KİŞİ MERKEZLİ TERAPİNİN YAKLAŞIM ŞEKLİ
Kişi merkezli yaklaşım, büyümeyi ve terapötik değişimi mümkün kılan üç temel koşulu sağlayarak bir ortam oluşturulacağını varsayar. Bu üç temel koşul şunlardır:
1. Koşulsuz Olumlu Bakış: Terapistin, danışanı koşulsuz ve yargılamadan kabul etmesi anlamına gelir. Danışan, olumlu veya olumsuz tüm düşünce ve duygularını özgürce keşfetme özgürlüğüne sahiptir. Önemlisi, danışanın, terapistin olumlu saygısını kazanmak için özel bir şey yapmak zorunda olmadan araştırma ve ifade etme özgürlüğü vardır.
2. Empatik Anlayış: Danışmanın, danışanın düşüncelerini, duygularını ve anlamlarını danışanın kendi bakış açısına göre doğru bir şekilde anlaması anlamına gelir. Terapist, danışanın dünyayı nasıl algıladığını anladığında, bu sadece bu görüşün değerli olduğun anlamına gelmez, aynı zamanda danışanın kabul edildiğini de gösterir.
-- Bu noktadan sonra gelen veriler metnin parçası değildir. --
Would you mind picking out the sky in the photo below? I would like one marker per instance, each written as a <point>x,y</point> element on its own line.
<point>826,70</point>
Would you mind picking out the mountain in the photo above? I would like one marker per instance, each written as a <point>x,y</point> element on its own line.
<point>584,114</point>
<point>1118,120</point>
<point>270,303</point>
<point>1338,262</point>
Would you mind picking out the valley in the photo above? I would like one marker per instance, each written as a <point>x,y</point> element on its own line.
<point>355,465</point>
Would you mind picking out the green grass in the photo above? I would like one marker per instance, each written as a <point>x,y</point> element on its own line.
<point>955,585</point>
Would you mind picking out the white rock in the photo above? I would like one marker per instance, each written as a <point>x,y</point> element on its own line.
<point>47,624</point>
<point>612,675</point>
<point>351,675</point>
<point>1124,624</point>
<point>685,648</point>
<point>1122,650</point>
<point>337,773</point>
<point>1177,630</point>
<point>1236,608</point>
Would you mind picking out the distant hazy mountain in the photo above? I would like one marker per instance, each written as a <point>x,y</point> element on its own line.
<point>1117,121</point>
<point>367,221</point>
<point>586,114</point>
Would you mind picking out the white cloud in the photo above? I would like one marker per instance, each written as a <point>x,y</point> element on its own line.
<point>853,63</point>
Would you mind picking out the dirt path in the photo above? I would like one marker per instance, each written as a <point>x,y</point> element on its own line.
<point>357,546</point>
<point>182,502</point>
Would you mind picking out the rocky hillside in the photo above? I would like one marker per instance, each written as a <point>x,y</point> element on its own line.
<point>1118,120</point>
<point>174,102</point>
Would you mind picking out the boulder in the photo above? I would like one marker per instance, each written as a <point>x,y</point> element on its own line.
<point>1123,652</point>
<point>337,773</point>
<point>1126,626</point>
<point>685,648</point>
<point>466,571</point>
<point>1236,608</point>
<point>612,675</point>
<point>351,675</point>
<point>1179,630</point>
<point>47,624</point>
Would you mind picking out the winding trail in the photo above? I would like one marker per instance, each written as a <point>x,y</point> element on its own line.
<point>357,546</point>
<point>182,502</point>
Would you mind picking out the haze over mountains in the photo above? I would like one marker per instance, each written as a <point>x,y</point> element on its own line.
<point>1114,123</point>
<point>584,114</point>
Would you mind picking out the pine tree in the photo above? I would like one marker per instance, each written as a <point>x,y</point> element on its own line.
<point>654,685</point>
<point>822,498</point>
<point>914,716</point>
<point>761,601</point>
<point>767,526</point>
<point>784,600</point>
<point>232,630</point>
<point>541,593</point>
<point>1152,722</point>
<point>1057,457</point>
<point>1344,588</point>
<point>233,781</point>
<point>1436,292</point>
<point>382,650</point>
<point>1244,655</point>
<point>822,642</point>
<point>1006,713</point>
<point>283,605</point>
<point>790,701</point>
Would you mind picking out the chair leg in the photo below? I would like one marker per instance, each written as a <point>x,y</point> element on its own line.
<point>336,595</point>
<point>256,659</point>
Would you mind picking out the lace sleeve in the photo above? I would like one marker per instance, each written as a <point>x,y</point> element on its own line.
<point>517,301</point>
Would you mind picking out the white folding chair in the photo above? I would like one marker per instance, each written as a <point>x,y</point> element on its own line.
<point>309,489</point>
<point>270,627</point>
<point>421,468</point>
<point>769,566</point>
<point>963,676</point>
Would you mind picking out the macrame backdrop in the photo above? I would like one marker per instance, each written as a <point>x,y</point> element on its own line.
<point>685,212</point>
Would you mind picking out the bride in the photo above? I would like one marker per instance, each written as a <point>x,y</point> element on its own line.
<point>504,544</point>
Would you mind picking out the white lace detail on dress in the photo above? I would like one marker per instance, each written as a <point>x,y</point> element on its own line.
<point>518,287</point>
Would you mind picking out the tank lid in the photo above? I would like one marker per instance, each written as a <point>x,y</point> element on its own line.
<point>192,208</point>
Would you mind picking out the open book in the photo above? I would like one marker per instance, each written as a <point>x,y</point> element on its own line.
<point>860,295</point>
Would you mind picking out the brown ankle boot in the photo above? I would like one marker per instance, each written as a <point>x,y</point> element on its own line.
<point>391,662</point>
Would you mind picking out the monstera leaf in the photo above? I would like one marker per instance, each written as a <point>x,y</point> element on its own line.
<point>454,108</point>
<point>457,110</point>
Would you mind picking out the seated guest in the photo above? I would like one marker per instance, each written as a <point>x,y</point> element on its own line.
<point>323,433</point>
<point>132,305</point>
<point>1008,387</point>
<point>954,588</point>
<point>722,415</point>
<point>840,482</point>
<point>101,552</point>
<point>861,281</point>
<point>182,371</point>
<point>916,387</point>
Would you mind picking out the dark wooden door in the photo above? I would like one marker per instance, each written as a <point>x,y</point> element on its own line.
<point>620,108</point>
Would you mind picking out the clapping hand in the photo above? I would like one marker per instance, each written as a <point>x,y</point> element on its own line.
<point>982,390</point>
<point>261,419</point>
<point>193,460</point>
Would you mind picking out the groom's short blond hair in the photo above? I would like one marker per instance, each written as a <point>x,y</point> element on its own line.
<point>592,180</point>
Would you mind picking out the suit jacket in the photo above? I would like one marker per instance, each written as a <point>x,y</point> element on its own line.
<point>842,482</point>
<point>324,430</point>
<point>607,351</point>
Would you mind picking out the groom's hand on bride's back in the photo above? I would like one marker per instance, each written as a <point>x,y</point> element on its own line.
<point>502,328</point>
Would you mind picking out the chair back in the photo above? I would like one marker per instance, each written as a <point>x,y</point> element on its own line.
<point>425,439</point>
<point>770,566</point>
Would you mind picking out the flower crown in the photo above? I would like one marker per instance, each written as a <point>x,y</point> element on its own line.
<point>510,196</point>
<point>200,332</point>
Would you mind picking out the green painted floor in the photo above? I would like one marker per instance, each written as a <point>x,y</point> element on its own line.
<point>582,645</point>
“Empati, başka bir insanın dünyasında yürümek, onun gözleriyle görmek, onunla hissetmek demektir. Carl Rogers “
3. Uyum: Terapistin özgün ve içten olduğu anlamına gelir. Terapist, danışana karşı şeffaf olup, otorite ya da gizli bilgi havası yaratmaz.
Bu üç temel koşulun bir arada, danışanın kendi yolunda gelişmesine ve büyümesine, kendi kimliğini güçlendirmesine, genişletmesine ve başkalarının beklentilerinden bağımsız olarak ‘gerçekte’ olduğu kişi haline gelmesine olanak sağladığına inanılmaktadır.
Kişi merkezli teori, terapötik hareketin gerçekleşmesi için bu temel koşulların hem gerekli hem de yeterli olduğunu ele almaktadır. Yani, eğer bu temel koşullar sağlanırsa, danışan terapötik değişimi deneyimleyecektir. Özellikle kişi merkezli teori, temelde hiçbir şeyin olmadığını öne sürerek danışmanlık ilişkisinin benzersizliğine vurgu yapar. Ayrıca, sağlıklı ilişkiler temel koşulları doğru bir şekilde ortaya koyabilir ve bu nedenle terapötik olabilir, normal olarak geçici olsa da tutarlı ve sürekli olmasına gerek yoktur.
Kişi merkezli yaklaşımı Carl Rogers, ilk kez 1930’larda formüle etmeye başlayan Amerikalı bir psikologdu. Bu temel koşulları tanımlama ve ifade etme ve bunlarla ilgili hipotezleri test etmek için önemli bir bilimsel araştırma programı başlatma başarısı, Rogers’ın bu alandaki en önemli katkılarından biriydi.
Kişi merkezli terapinin öncelikli odak noktası, terapist değil, her zaman danışanın kendi duygu ve düşünceleridir ve kesinlikle teşhis veya sınıflandırmaya dayanmaz. Kişi merkezli terapist, danışanların kendi iç dünyalarıyla daha yakından temas etmesi için ortam oluşturmak rehberdir.
Sonuç olarak, kişi merkezli yaklaşım, terapötik değişimin gerçekleşmesi için temel koşulları ele alır. Bu yaklaşım, bireyin içsel yolculuğunu ve büyümesini destekler, kendi potansiyelini gerçekleştirmesine yardımcı olur ve başkalarının beklentileri yerine kendi içsel pusulasına güvenmesini teşvik eder. Bu sayede, her birey potansiyelini gerçekleştirerek tatmin edici bir yaşam sürebilir.